Reducing the packaging size of products is a common efficiency initiative in many organizations. Examples abound. Wal-Mart Stores Inc. reported that rationalizing the package sizes on just 300 SKUs from its Kid Connection toy line saved more than 3,000 tons of corrugated materials, 1,300 barrels of oil, over 5000 trees, and decreased ocean shipment volumes by more than 700 shipping containers. The new packaging format resulted in $3.5m in transportation cost savings in just one year.
As most firms will acknowledge, interest in reducing packaging size is highly correlated to the price of fuel. As the cost of transportation increases, so does the level of interest in sustainability initiatives to reduce shipment volumes!
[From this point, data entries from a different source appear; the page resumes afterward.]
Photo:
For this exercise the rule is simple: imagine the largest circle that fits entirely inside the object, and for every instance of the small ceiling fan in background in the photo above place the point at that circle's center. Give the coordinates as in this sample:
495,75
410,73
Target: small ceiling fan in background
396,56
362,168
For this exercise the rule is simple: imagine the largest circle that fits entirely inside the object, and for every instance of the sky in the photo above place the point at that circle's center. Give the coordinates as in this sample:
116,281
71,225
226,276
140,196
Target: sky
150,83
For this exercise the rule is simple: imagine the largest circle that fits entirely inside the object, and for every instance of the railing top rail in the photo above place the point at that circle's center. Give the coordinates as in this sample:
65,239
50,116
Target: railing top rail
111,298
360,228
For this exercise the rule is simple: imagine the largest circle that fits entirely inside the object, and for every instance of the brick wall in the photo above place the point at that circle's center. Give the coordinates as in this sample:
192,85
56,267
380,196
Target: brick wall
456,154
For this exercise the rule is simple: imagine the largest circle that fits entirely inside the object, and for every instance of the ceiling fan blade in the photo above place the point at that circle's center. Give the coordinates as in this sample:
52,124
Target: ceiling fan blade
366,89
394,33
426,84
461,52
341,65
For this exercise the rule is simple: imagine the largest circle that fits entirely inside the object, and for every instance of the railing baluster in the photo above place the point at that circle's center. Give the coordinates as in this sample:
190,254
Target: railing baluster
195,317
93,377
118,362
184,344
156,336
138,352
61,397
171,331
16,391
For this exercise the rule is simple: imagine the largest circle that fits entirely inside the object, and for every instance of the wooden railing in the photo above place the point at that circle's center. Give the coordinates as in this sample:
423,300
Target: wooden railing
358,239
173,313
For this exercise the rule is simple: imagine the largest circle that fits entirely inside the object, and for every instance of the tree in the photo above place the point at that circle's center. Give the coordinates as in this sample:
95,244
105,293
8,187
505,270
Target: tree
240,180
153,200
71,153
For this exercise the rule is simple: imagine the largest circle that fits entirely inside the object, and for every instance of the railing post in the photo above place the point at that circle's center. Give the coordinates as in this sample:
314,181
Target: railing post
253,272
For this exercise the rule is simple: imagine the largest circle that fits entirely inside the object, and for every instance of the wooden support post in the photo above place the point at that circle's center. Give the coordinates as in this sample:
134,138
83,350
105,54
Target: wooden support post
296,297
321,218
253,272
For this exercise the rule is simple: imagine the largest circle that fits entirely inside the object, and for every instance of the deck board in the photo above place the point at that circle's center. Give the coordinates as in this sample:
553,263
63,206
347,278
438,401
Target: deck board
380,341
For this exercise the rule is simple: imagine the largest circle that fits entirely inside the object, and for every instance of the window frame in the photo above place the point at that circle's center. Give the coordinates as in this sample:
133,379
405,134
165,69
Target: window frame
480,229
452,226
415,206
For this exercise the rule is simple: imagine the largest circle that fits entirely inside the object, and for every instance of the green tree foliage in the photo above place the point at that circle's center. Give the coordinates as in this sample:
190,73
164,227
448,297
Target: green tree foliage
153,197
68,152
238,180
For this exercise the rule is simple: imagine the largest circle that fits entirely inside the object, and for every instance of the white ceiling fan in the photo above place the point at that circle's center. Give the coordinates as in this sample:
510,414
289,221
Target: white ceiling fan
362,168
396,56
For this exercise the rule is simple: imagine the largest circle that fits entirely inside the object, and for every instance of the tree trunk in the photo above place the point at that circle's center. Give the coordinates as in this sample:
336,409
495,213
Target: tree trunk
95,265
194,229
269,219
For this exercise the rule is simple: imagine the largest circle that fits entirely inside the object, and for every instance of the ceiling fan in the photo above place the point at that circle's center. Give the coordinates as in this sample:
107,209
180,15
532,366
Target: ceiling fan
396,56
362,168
Other companies focused on modifying the value density of the product itself. For example, Hamburger Helper, a product manufactured by General Mills, modified its formulation to create denser pasta shapes. The same amount of food could be packaged within a 20 percent smaller box at the same price. This densification of product saved 890,000 pounds of paper fiber and eliminated 500 truckloads. This is very similar to the effect that P&G and Unilever had in creating more concentrated laundry detergent. The volume for these concentrates can result in between a 22-percent to 43-percent decrease in volume along with the expected reduction in transportation costs.